An object of the present invention is to acquire relevant information that is acquired from an external database or the like and input to a generative AI, in an appropriate amount of data. An information processing system manages semantic rule information including a semantic rule for acquiring, as linkage information, information in a Web page whose semantic linkage is specified on the basis of grammar of a source code of the Web page, and cyclic rule information including a cyclic rule for defining a cyclic order of a plurality of Web pages at the time of acquisition of relevant information. Then, the plurality of Web pages are circulated on the basis of the cyclic rule, and the linkage information is acquired as the relevant information from each of the circulated Web pages on the basis of the semantic rule.
Legal claims defining the scope of protection, as filed with the USPTO.
. An information processing method executed by an information processing system that acquires, from a Web page, relevant information related to a question to be input to a generative artificial intelligence for generating an answer to the question,
. The information processing method according to, further comprising:
. The information processing method according to, further comprising:
. The information processing method according to, further comprising:
. The information processing method according to, further comprising:
. The information processing method according to, further comprising:
. The information processing method according to, further comprising:
. The information processing method according to, further comprising:
. A computer-readable recording medium on which a program for acquiring, from a Web page, relevant information related to a question to be input to a generative artificial intelligence for generating an answer to the question is recorded,
. An information processing system that acquires, from a Web page, relevant information related to a question to be input to a generative artificial intelligence for generating an answer to the question,
Complete technical specification and implementation details from the patent document.
The present invention relates to an information processing method, an information processing program, and an information processing system.
A generative artificial intelligence (AI) that extracts features corresponding to information input by a user from a large amount of preliminarily learned data and that derives and outputs an appropriate answer is gaining widespread use.
The generative AI needs pre-learning, but cannot learn enough in advance in terms of following information whose disclosure range is limited and which cannot be accessed on the Internet, or information that is updated over time such as the latest update information. Accordingly, the generative AI cannot generate an appropriate answer to a question related to these pieces of information.

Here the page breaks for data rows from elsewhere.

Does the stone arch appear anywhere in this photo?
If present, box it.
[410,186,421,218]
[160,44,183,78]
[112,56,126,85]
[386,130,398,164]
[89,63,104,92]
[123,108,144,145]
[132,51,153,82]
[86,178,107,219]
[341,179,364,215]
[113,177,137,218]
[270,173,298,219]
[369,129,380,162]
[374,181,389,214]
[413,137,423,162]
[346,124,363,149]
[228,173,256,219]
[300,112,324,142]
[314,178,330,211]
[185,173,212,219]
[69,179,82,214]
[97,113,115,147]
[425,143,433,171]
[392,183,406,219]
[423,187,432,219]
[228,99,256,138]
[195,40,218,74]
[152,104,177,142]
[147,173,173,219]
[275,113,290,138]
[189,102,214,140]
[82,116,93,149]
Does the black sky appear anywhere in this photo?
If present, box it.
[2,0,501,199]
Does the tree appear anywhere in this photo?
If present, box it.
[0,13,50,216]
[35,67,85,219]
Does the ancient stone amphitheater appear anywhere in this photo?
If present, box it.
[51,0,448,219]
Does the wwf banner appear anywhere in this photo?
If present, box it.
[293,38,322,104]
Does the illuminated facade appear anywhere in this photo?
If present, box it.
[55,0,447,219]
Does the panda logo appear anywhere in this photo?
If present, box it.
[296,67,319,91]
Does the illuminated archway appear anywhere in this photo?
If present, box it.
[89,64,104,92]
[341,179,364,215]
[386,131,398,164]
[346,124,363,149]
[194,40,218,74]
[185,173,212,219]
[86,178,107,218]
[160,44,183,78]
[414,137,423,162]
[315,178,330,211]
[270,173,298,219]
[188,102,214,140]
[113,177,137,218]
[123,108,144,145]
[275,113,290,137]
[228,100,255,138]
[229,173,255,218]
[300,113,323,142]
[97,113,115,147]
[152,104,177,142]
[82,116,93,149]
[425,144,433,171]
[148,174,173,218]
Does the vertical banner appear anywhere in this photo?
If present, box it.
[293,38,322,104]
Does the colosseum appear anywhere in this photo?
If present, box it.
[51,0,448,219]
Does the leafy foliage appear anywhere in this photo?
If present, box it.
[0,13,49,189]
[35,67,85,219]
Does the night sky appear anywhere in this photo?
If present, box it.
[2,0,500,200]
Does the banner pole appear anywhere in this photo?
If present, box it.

As one of various kinds of means to solve this problem, there is a retrieval-augmented generation (RAG) technology. When generating an answer to a question made for the generative AI, the RAG acquires relevant information related to the question from an external database or the like, adds the relevant information to the question, and inputs it to the generative AI, so that it is possible to cause the generative AI to generate and acquire an answer based on the relevant information.
Here, as a method for acquiring relevant information from an external database (a Web site or the like), a technique for analyzing, for example, a tree structure of a Web site and extracting relevant data from branch and leaf pages by keyword matching has been disclosed (see, for example, Japanese Patent Laid-open No. 2020-98596).
By using the prior art disclosed in Japanese Patent Laid-open No. 2020-98596, relevant information can be acquired from a Web site. However, this method is not suitable for the RAG because it is intended to acquire a large amount of data for use in data analysis and machine learning.
That is, in the case of the generative AI that handles text, since the number of characters allowed to be input is limited, a large amount of data that can be acquired by such a prior art as Japanese Patent Laid-open No. 2020-98596 cannot be given as relevant information used for the RAG. For this reason, it is desirable to extract relevant information by narrowing down to a necessary minimum such that it falls within the number of characters allowed to be input into the generative AI.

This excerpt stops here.